Why it matters: The pop-ups likely gave Amazon's strategists proprietary data and insights as the company prepares to open more brick-and-mortar outlets like Amazon Books, Amazon 4-Star, and Amazon Go convenience stores.
Between the lines: Pop-ups are being leveraged by different entities for different insights. Brands ranging from IKEA and direct-to-consumer Outdoor Voices to tech giants like Google and rock legends Guns ‘n’ Roses are opening pop-up stores. The Amazon pop-ups merged mobile commerce and store display, creating a dataset on sales, foot traffic, and home-delivery.
- These insights will likely inform stock and the design of Amazon's physical stores. For instance, products and store features that performed well in Williamsburg, Brooklyn, could work in similar neighborhoods such as Wicker Park, Chicago, or Hayes Valley, San Francisco.
By the numbers:
- Launching 87 pop-up kiosks allowed Amazon to test consumer reception in 21 states while experimenting with different retail environments, such as Kohl’s stores, Whole Foods, and shopping malls.

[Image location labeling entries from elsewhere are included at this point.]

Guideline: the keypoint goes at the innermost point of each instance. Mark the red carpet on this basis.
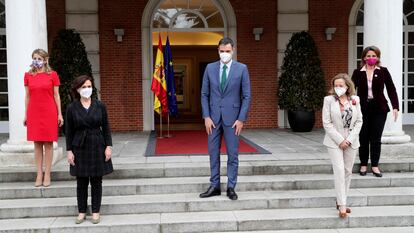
(189, 142)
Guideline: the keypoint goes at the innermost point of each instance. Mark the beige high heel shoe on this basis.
(46, 181)
(38, 181)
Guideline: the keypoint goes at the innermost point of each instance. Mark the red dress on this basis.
(42, 113)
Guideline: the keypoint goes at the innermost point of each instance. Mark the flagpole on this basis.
(160, 136)
(168, 127)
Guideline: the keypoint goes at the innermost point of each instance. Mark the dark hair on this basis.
(225, 41)
(366, 50)
(77, 83)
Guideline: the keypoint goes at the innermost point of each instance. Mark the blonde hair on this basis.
(348, 82)
(45, 57)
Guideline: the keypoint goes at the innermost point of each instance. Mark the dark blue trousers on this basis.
(232, 145)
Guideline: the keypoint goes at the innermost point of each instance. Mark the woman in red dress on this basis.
(43, 112)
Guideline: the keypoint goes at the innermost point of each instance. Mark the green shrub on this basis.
(302, 82)
(69, 59)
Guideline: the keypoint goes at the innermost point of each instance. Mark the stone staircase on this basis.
(289, 196)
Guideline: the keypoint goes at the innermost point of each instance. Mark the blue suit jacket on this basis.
(231, 104)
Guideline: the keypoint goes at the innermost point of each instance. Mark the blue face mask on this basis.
(38, 64)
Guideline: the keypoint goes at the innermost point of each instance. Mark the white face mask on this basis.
(225, 57)
(340, 90)
(85, 92)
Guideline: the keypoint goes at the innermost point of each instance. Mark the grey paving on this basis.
(113, 187)
(288, 191)
(190, 202)
(241, 220)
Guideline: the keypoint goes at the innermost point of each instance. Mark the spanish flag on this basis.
(159, 85)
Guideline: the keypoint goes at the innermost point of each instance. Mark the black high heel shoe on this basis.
(377, 174)
(348, 210)
(363, 173)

- In the larger scheme of Amazon’s physical retail strategy, it’s a relatively small investment. The company reportedly plans to open 3,000 Amazon Go stores by 2021.
Yes, but: Pop-ups tend to be small spaces with limited inventory, which means they serve a different purpose than showrooms or stores. Retailers can leverage pop-ups as outposts to introduce products to new audiences, or to handle pickups and returns. However, they don't give the full picture of how a brick-and-mortar might perform in a given neighborhood, what to stock consistently, and how to grow and retain foot traffic.
The bottom line: Retail is trending towards smaller chains, better store designs, and greater diversity of services and experiences. Brands, including Amazon, are working to offer consumers the convenience and experience of a physical location — one that has been informed and optimized by data on consumer preferences.
Amit Sharma is founder and CEO of Narvar, which provides customer engagement software and data analytics for retailers. He previously led retail initiatives at Apple, Walmart and Pottery Barn.